Elu et médecin humanitaire, il rend sa légion d'honneur pour dénoncer la politique migratoire de la France

Une circulaire, dans le cadre du projet de loi sur l'immigration et l'asile, prévoit notamment le recensement des migrants dans les centres d'hébergement d'urgence.[JEAN-CHRISTOPHE VERHAEGEN / AFP]

Médecin humanitaire, élu au conseil municipal de Metz (Moselle) et soutien d'Emmanuel Macron à la présidentielle, Raphaël Pitti a annoncé vendredi avoir renoncé au titre d'officier de la Légion d'honneur décerné en juillet pour protester contre le désengagement de l'Etat vis-à-vis des demandeurs d'asile.

Une décision que le médecin urgentiste a expliqué dans les colonnes de Libération, vendredi 21 décembre, sous la forme d'une lettre, «Pour un bon Noël, monsieur le Président». Un texte adressé et envoyé au président de la République, Emmanuel Macron. D'ailleurs, Raphaël Pitti sera reçu par deux conseillers du président, le 3 janvier prochain.

«Depuis longtemps, l'Etat est défaillant» 

«Depuis longtemps, l'Etat est défaillant» dans la prise en charge des demandeurs d'asile et de «la coercition envers les migrants» s'est accentuée, a-t-il constaté. «Il n'y a pas de volonté (politique), les personnes (demandant l'asile) ne sont pas les bienvenues», a-t-il déploré.  

Ce spécialiste de la médecine de guerre, ayant notamment officié en Syrie, avait été promu à Légion d'honneur le 14 juillet dernier pour la première promotion du quinquennat d'Emmanuel Macron, à qui il avait apporté son soutien dès septembre 2016. Le président de la République «avait un discours très humaniste, tout ça allait dans le bon sens et voilà que tout a changé mi-décembre», a regretté Raphaël Pitti.

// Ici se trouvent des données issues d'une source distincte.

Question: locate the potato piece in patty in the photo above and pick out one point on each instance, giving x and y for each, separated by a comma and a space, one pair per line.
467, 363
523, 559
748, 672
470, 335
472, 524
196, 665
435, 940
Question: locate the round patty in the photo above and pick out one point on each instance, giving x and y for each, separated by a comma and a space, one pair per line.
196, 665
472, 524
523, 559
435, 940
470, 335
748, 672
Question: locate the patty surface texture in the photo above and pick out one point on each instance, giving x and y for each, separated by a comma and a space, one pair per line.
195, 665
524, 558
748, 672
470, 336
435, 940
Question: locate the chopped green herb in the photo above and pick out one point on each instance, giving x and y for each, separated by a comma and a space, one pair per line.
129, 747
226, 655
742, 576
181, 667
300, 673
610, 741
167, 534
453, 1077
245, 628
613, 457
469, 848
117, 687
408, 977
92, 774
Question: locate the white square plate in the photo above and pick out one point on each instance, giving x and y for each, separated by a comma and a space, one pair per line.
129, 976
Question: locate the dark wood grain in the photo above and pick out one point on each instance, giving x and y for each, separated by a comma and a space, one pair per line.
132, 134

Emmanuel Macron «avait un discours très humaniste, tout ça allait dans le bon sens, et voilà que tout a changé mi-décembre», déplore le médecin urgentiste. «Je mesure la complexité de définir une politique migratoire claire et digne ainsi que les difficultés réelles de l'accueil. Je me suis fait pressant auprès de vos conseillers avant et après votre élection, pour que celle-ci soit prise en compte au plus vite. Toutefois , huit mois après, la réponse de l'Etat n'est pas à la hauteur des enjeux. 60.000 migrants ont été accueillis en 2016 dans des conditions indignes de notre République. Les capacités des centres d'hébergement sont dans bien des cas dépassées (centre de la Porte de la Chapelle, jungle de Calais, Bilda à Metz)».

Une circulaire, dans le cadre du projet de loi sur l'immigration et l'asile, prévoit notamment le recensement des migrants dans les centres d'hébergement d'urgence. «D'entendre le ministre de l'Intérieur, Gérard Collomb, dire qu'un Erythréen ou un Syrien peut demander l'asile, mais pas un Sénégalais... ce n'est pas à lui de décider qui a le droit de demander l'asile», s'insurge l'humanitaire et regrette que «le gouvernement ne (prenne) pas la mesure de la politique migratoire» et prône l'organisation «d'assises nationales de l'émigration et de l'intégration». «Le mouvement migratoire s'est amorcé et va s'amplifier, il faut en faire une cause nationale», espère-t-il.

Ainsi, « pour continuer, monsieur le président de la République, je ne peux accepter cette promotion et je vous la restitue pour conserver ma liberté de vous accompagner de mes critiques et de mes propositions dans un combat au service de notre prochain», écrit-il en conclusion de sa lettre.